Kocht man nämlich in einer Porzellanschale den aufs allerfeinste zerriebenen Flugstaub mit dem 4fachen Gewichte destillirten
Wassers tüchtig aus, legt dann in das wiederum vollkommen erkaltete ziemlich sauer
reagirende Filtrat mehrere dicke Stangen (nicht dünne Bleche) reinen Zinks, so sieht
man schon innerhalb 8 bis 12 Stunden alles darin enthaltene Thallium in Gestalt
eines schweren, lockeren, schwarzen Pulvers, welches zum Theil auch die Zinkstangen
dicht umkleidet, sich absetzen. Gleichzeitig scheidet sich während dieser Zeit auch
etwas Zinkoxydhydrat mit ab, welches jedoch wegen seiner geringen Schwere leicht von
jenem Metallstaube durch Abschlämmen mit Wasser entfernt werden kann. Man hat dann
nach dem gehörigen Auswaschen des Thalliumpulvers nur nöthig dasselbe in verdünnter
Schwefelsäure (unter Hinzufügung einiger Tropfen Salpetersäure) in der Siedhitze
aufzulösen, die Lösung bis zur Trockne abzudampfen, wiederum in siedendem Wasser
aufzunehmen und in die erkaltete reine säurefreie schwefelsaure Thalliumoxydlösung,
dann von neuem einige Stücke destillirten Zinks einzutragen. Schon nach Verlauf von
etwa 1/2 Stunde wird sich das Thallium, und zwar oft in schönen metallisch
glänzenden Nadeln, bis auf die letzte Spur abgeschieden haben.
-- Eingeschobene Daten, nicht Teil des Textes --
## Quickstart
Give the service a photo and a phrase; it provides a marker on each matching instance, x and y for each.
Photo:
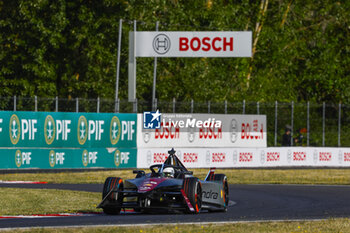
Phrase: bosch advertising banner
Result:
(193, 44)
(250, 157)
(69, 130)
(156, 130)
(67, 140)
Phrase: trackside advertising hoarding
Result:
(67, 140)
(250, 157)
(193, 44)
(62, 158)
(200, 130)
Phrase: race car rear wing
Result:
(210, 174)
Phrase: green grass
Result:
(235, 176)
(331, 225)
(15, 201)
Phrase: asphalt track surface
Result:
(253, 202)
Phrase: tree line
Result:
(68, 48)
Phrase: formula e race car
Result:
(169, 187)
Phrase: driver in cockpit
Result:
(169, 172)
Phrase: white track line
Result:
(165, 223)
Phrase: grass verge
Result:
(331, 225)
(235, 176)
(15, 201)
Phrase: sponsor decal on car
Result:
(210, 194)
(159, 157)
(190, 157)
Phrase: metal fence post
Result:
(155, 104)
(117, 105)
(174, 102)
(14, 103)
(243, 107)
(339, 124)
(36, 103)
(308, 124)
(118, 65)
(56, 104)
(276, 106)
(292, 123)
(154, 77)
(323, 122)
(98, 105)
(192, 106)
(77, 104)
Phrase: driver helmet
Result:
(169, 172)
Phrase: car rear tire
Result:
(115, 197)
(193, 190)
(222, 179)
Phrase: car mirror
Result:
(138, 172)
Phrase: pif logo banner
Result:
(67, 130)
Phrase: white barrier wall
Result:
(236, 131)
(249, 157)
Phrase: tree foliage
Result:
(68, 48)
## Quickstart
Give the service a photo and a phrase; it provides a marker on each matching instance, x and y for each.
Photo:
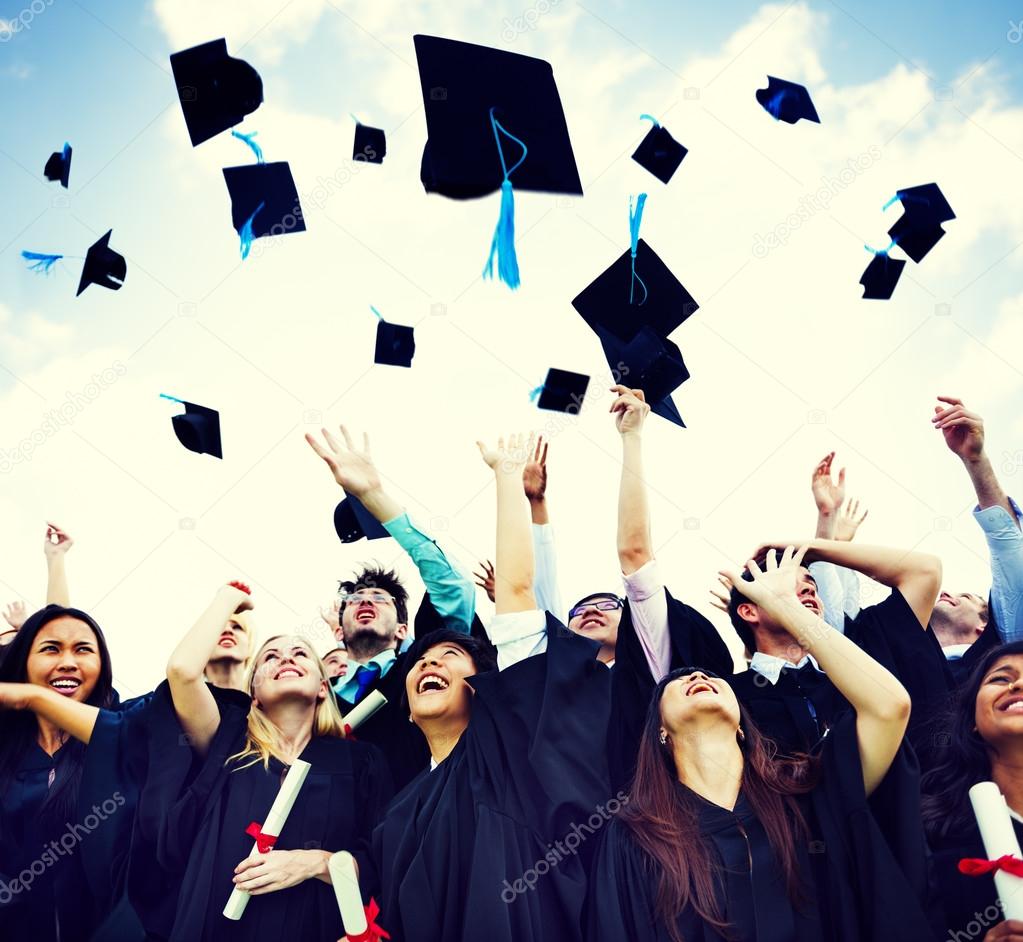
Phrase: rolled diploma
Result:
(999, 839)
(365, 709)
(346, 889)
(272, 824)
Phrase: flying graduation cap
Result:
(264, 199)
(494, 121)
(101, 265)
(216, 90)
(659, 151)
(787, 101)
(58, 166)
(197, 428)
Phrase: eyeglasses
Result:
(379, 598)
(605, 604)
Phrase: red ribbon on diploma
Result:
(974, 866)
(373, 932)
(264, 842)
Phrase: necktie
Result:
(364, 677)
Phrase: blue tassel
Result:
(248, 138)
(41, 262)
(635, 218)
(247, 233)
(503, 241)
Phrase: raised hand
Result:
(848, 521)
(485, 580)
(828, 494)
(534, 475)
(14, 615)
(352, 468)
(57, 541)
(630, 409)
(963, 430)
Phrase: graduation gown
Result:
(191, 819)
(491, 846)
(854, 887)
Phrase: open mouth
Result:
(431, 683)
(65, 685)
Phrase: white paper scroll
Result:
(999, 839)
(272, 824)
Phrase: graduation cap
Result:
(58, 166)
(395, 343)
(353, 522)
(370, 144)
(216, 90)
(787, 101)
(659, 151)
(881, 276)
(102, 266)
(264, 202)
(919, 229)
(652, 363)
(562, 391)
(197, 428)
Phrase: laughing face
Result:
(998, 710)
(436, 684)
(64, 657)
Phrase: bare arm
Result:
(193, 704)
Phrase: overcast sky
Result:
(787, 361)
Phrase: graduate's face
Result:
(337, 663)
(64, 657)
(286, 669)
(436, 684)
(998, 709)
(696, 700)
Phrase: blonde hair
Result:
(262, 734)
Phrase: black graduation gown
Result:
(854, 886)
(694, 641)
(403, 746)
(190, 828)
(491, 845)
(967, 899)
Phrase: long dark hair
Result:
(662, 816)
(965, 757)
(18, 728)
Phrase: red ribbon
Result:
(372, 932)
(974, 866)
(264, 842)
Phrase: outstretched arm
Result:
(881, 703)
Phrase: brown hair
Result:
(662, 816)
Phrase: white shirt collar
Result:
(770, 667)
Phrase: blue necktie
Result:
(364, 677)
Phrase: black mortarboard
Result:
(605, 304)
(919, 229)
(272, 185)
(353, 522)
(216, 91)
(102, 266)
(461, 83)
(198, 429)
(370, 144)
(563, 391)
(651, 363)
(395, 345)
(787, 101)
(58, 166)
(881, 276)
(660, 153)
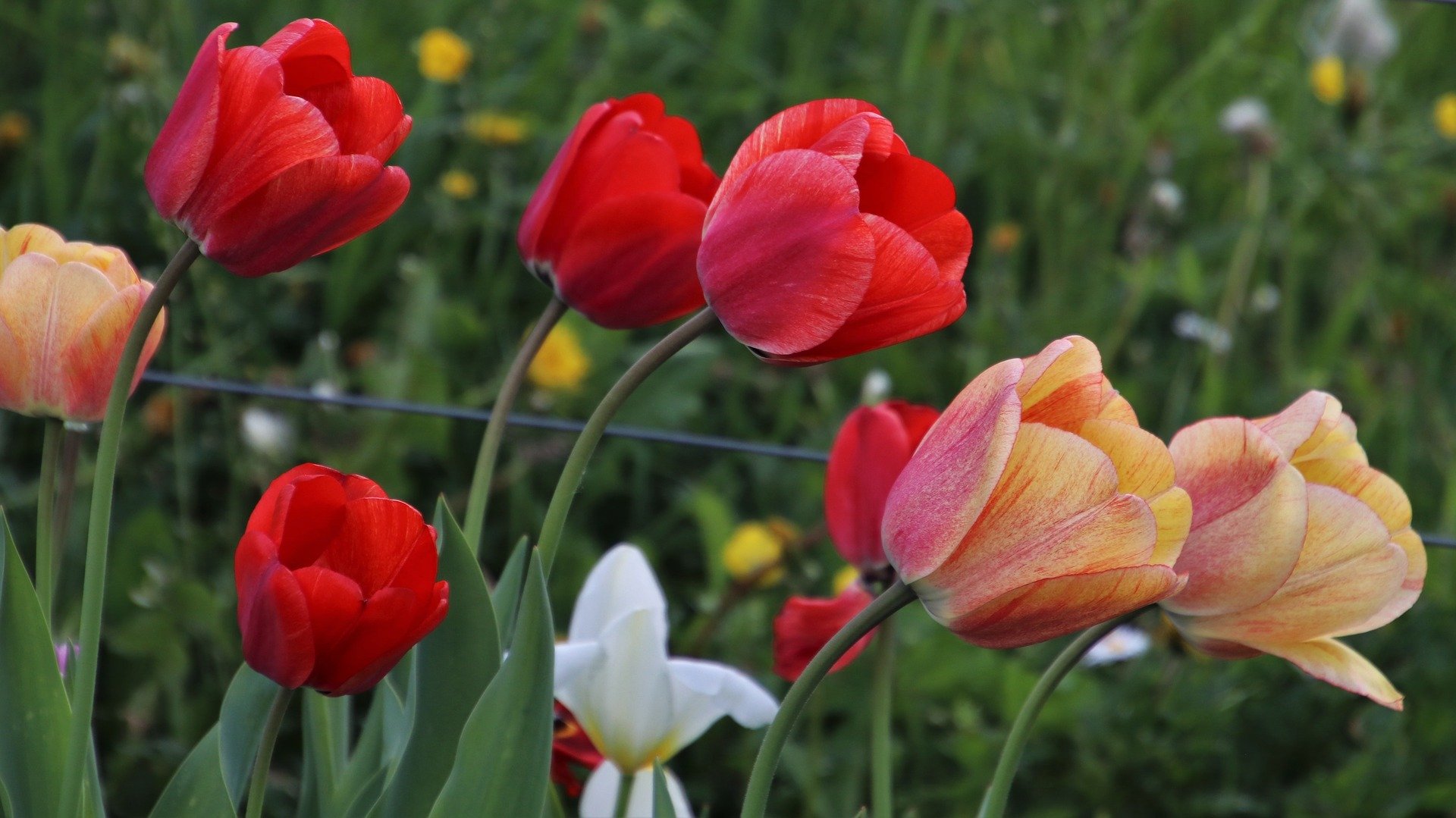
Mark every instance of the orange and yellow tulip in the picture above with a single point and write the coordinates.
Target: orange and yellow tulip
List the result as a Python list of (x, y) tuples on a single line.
[(1036, 506), (66, 309), (1296, 541)]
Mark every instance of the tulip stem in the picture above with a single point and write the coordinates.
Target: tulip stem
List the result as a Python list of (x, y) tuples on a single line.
[(756, 800), (98, 537), (881, 691), (500, 414), (576, 468), (258, 789), (998, 792), (46, 514)]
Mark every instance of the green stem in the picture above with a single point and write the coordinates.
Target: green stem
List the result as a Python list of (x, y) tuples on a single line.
[(996, 794), (756, 800), (258, 789), (576, 468), (881, 691), (46, 514), (500, 414), (98, 537)]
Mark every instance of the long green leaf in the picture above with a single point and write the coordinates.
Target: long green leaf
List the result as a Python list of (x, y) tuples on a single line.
[(33, 729), (453, 666), (503, 763)]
Die Ausbeute an
reinem Thallium war eine außerordentlich große, sie betrug nahezu 1/2–3/4
Procent.
Nach der zweiten von mir in Ausführung gebrachten, im Ganzen genommen eine etwas
geringere Ausbeute an Metall gebenden Methode kocht man den ganz fein zerriebenen
Flugstaub mit Wasser aus, filtrirt, neutralisirt das in's Sieden gebrachte Filtrat
unter stetem Umrühren mit kohlensaurem Natron, und zwar bis zu stark vorwaltender
alkalischer Reaction, fügt hierauf eine nicht zu spärliche Menge
unterschwefligsaures Natron hinzu, kocht einigemale auf, filtrirt und leitet dann
durch das Filtrat einen Strom gewaschenen Schwefelwasserstoffgases. Durch
nachheriges schwaches Erhitzen der Flüssigkeit sondert sich das anfangs in feinen
Partikelchen auftretende Schwefelthallium in dicken Flocken ab. Man süßt es hierauf
aus und verarbeitet es dann auf die im vorigen Aufsatze angegebene Weise zu
Metall.
Da das feuchte Schwefelthallium sich ungemein schnell säuert, resp. zersetzt, so thut
man gut, es bei Zutritt der Luft nicht länger auf einem Papierfilter auszusüßen, als
eben zu seiner Reindarstellung nöthig ist.
Den durch die Neutralisation mittelst kohlensaurem Natron erhaltenen ockergelben,
größtentheils aus kohlensaurem Zink und Eisenoxyd bestehenden, aber noch immer etwas
thalliumhaltigen Rückstand kocht man von neuem mit einer etwas concentrirten Lösung
von unterschwefligsaurem Natron aus, filtrirt, setzt dem Filtrate einige Tropfen
Aetznatronlösung zu und leitet dann durch dasselbe einen Strom
Schwefelwasserstoffgas. Diese letztere Methode dürfte sich, schon wegen der
geringeren Ausbeute an Thallium, die sie gibt, und der Beanspruchung einer längeren
Zeitdauer weniger empfehlen, als die vorhin erwähnte.